Mr. Andrew Turner: Only the Labour ones.

Mr. Newmark: It is even more remote for the Liberal Democrats now. We will never be able to define what is remote and what is not. Who will play Solomon in respect of that very difficult question?

Sir Robert Smith: Why does the hon. Gentleman think that the UK is so feeble in its inability to understand the problems of remote rural areas, when Greece, Portugal and France understand them perfectly well?

Mr. Newmark: People define what they perceive as remote in their own way. The Liberal Democrats are not approaching the matter in the right way.

I turn now to the question of cost. Liberal Democrat Front-Bench Members told us that they had no idea of how much their proposal would cost. What a surprise-but then the hon. Member for Caithness, Sutherland and Easter Ross (John Thurso) came to the rescue and got his calculator out. He said that the cost could be £3 million or £10 million or £20 million. Are there any higher bids? Once again, the Liberal Democrats have not thought out the costs of their proposals at all.

Julia Goldsworthy: Will the hon. Gentleman concede that new clause is purely an enabling provision and so has no cost implications? Given that that is so, why does he think that the Government should choose to reject it?

Mr. Newmark: Call me a simple soul, but new clause 4 does imply a cost. I shall not rehearse the arguments offered by hon. Members on the Liberal Democrat Front Bench, but I am sure that they will back me up when I say that their proposal does represent a cost to the Exchequer.

John Thurso: Will the hon. Gentleman give way?

Mr. Newmark: Is the hon. Gentleman going to get his calculator out again?

John Thurso: I have no idea how to work a calculator. I was quoting from a report. The figure of £3.5 million that I gave pertained to the highlands, and was a maximum. For the benefit of the House, I extrapolated what that might be as a maximum for the UK. If the hon. Gentleman reads Hansard, he will find that what he said about my remarks is wrong.

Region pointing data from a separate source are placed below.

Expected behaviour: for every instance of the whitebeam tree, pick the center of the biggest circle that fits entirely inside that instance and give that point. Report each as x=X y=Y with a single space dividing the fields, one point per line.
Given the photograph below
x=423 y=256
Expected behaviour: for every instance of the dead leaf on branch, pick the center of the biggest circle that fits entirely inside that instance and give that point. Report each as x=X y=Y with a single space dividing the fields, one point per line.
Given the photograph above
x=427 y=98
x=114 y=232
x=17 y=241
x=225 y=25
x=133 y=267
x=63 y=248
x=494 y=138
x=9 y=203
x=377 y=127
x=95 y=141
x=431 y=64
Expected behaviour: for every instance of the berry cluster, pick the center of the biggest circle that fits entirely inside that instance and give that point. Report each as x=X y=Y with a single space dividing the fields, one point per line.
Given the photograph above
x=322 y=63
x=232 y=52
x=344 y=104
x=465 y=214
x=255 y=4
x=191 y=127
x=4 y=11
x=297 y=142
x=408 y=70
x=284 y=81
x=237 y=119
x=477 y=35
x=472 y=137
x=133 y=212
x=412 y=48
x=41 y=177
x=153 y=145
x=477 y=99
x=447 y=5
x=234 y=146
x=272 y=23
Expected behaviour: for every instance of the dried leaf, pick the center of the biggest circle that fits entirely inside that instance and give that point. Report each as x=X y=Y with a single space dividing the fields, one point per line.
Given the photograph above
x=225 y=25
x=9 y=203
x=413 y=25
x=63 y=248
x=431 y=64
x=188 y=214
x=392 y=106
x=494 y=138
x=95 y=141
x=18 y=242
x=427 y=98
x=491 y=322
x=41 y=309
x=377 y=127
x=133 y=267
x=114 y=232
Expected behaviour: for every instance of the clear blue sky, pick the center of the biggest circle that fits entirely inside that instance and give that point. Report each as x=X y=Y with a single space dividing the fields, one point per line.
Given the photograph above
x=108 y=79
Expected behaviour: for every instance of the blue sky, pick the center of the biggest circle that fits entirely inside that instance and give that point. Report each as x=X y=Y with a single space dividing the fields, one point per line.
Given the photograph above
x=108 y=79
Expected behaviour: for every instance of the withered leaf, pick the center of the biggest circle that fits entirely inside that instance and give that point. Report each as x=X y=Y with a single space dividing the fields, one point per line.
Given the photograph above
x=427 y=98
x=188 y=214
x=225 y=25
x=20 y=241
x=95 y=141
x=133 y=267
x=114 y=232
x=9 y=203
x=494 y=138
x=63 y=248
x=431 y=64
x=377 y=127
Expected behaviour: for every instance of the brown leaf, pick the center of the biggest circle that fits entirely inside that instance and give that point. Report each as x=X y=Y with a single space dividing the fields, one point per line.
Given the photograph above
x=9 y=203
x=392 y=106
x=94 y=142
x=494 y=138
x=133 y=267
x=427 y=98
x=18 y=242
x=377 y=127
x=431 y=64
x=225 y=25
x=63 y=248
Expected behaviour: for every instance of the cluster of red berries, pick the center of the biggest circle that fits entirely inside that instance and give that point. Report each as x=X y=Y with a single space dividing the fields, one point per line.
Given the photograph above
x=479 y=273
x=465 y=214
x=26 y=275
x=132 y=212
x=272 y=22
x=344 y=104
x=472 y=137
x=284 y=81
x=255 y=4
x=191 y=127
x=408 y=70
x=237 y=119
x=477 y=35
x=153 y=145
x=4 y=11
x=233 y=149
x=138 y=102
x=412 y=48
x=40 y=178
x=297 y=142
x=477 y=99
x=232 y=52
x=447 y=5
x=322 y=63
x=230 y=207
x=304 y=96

Mr. Newmark: I should be surprised to find that what I said is wrong. Unless the hon. Gentleman produces a definition of what is remote, I do not know how he can come up with a figure of £20 million in his analysis.

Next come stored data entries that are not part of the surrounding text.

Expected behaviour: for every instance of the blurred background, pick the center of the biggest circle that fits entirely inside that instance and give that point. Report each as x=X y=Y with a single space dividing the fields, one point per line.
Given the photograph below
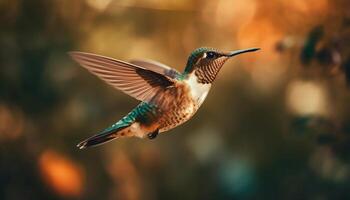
x=276 y=124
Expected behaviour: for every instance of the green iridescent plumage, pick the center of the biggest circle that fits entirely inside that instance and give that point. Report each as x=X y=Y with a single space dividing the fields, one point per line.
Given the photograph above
x=194 y=57
x=168 y=98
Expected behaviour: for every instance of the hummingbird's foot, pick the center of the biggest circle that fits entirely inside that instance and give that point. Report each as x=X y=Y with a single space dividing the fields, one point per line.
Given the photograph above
x=153 y=134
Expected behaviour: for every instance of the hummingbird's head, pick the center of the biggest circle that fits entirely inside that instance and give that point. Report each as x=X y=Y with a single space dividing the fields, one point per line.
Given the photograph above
x=206 y=62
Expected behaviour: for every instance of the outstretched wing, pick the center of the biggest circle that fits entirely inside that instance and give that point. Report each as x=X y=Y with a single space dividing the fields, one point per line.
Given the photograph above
x=157 y=67
x=136 y=81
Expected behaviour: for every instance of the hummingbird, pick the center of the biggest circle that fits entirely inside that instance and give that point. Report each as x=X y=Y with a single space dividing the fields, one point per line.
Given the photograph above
x=167 y=97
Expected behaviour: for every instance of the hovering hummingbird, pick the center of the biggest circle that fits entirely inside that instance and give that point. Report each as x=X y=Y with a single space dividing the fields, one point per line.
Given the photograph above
x=168 y=97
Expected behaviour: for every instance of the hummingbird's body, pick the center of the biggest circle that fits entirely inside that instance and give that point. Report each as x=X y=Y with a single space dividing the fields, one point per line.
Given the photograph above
x=169 y=98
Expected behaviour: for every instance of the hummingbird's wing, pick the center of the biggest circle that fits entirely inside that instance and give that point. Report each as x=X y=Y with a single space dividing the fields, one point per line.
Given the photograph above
x=136 y=81
x=157 y=67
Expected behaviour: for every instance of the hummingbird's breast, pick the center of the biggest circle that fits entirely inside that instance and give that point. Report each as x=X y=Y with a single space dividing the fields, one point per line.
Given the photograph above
x=179 y=103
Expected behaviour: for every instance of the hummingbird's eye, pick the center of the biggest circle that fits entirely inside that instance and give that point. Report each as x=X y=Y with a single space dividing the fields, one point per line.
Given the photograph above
x=211 y=55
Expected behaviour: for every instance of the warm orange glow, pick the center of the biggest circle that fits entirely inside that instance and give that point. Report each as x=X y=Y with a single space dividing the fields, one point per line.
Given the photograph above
x=124 y=173
x=63 y=175
x=234 y=13
x=260 y=33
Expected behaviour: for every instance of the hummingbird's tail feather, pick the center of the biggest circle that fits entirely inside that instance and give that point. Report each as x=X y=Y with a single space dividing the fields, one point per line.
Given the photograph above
x=103 y=137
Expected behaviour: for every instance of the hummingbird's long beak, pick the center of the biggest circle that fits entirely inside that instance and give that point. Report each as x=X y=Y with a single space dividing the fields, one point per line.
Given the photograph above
x=234 y=53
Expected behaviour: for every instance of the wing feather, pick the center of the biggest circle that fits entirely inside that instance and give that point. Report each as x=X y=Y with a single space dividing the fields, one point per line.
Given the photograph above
x=139 y=82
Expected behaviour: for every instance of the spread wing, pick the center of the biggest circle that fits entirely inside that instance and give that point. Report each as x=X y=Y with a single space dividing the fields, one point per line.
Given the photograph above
x=157 y=67
x=138 y=82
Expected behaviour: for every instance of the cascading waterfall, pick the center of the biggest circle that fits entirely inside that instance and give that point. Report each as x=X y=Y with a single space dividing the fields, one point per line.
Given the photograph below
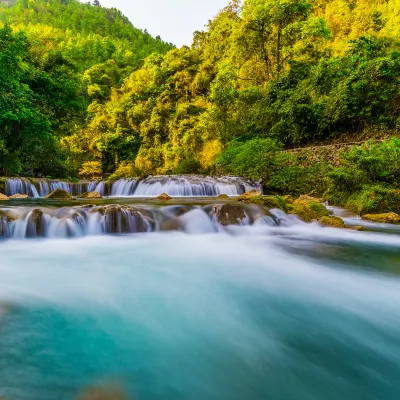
x=178 y=186
x=183 y=185
x=69 y=222
x=124 y=187
x=21 y=186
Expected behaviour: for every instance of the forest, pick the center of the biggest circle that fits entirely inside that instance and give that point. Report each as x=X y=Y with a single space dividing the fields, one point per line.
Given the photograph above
x=85 y=94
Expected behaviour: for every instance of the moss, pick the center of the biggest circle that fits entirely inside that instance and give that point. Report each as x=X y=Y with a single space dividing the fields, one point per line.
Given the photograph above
x=59 y=194
x=355 y=227
x=163 y=197
x=3 y=197
x=248 y=195
x=268 y=201
x=370 y=200
x=308 y=209
x=388 y=218
x=3 y=183
x=228 y=214
x=90 y=195
x=333 y=222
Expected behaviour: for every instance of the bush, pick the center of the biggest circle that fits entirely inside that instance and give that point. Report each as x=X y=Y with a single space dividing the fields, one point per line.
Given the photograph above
x=91 y=170
x=126 y=169
x=188 y=167
x=254 y=159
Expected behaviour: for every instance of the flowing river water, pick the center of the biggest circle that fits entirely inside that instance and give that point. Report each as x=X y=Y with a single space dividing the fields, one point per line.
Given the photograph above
x=269 y=308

I turn now to new clause 6, which would require the Chancellor to forecast oil prices. I cannot pretend that the right hon. Gentleman has any greater forecasting powers than Mystic Meg, and there is no evidence that his skills in that respect have been especially good in the past. It is ludicrous to expect the Chancellor to provide a forecast of oil prices. We should all be multimillionaires by now, especially the right hon. Gentleman, if we could actually forecast the price of oil over the next 12 months.

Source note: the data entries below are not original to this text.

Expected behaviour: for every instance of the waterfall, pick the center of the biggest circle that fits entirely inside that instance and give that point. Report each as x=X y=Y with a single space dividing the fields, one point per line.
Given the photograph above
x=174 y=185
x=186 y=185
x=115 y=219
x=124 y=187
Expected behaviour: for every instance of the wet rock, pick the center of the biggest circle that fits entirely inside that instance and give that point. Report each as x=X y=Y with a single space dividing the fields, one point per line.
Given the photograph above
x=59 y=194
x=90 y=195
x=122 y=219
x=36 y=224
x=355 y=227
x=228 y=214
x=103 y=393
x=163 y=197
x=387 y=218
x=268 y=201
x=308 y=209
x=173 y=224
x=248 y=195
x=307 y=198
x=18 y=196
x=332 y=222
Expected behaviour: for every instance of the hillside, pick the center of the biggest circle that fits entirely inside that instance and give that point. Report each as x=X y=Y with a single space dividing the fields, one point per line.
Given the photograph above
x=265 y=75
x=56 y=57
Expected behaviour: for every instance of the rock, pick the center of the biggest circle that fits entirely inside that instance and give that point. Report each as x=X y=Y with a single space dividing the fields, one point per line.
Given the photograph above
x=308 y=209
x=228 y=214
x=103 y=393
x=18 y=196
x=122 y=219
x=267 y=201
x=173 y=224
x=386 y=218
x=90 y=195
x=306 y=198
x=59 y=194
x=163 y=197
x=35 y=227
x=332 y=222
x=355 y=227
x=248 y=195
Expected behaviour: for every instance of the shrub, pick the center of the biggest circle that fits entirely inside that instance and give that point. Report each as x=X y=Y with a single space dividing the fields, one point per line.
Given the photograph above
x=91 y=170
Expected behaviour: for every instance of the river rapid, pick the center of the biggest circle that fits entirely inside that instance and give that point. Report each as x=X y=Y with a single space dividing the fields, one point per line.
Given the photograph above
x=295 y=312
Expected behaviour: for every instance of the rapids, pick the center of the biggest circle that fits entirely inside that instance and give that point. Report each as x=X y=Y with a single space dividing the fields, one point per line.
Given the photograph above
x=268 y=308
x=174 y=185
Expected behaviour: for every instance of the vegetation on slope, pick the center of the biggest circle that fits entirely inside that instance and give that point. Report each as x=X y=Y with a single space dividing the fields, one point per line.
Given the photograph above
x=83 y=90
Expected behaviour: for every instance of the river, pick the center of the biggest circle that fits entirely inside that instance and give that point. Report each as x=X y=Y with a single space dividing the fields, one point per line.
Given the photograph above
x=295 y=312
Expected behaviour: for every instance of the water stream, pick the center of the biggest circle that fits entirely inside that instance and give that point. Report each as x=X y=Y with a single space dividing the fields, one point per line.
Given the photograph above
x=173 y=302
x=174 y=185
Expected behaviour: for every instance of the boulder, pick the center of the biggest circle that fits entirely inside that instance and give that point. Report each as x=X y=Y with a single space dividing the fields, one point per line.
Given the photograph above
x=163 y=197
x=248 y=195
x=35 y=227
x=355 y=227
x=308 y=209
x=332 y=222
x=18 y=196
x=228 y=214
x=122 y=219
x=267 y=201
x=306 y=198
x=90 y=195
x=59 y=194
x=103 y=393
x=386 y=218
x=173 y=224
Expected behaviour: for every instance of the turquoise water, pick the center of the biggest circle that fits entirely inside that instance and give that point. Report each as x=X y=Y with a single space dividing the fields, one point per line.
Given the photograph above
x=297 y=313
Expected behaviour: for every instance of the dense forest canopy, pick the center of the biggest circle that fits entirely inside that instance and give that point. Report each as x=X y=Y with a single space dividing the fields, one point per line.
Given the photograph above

If the Lib Dems want to show their true green credentials, they should be figuring out a way to tax carbon emissions. How can one do that? I do not want to digress from the new clauses, but focusing on carbon emissions and charges on them, perhaps through vehicle excise duty-although not the modest premium added by the Chancellor-and seriously charging Chelsea tractors that emit huge amounts of carbon would have been a far more sensible way forward.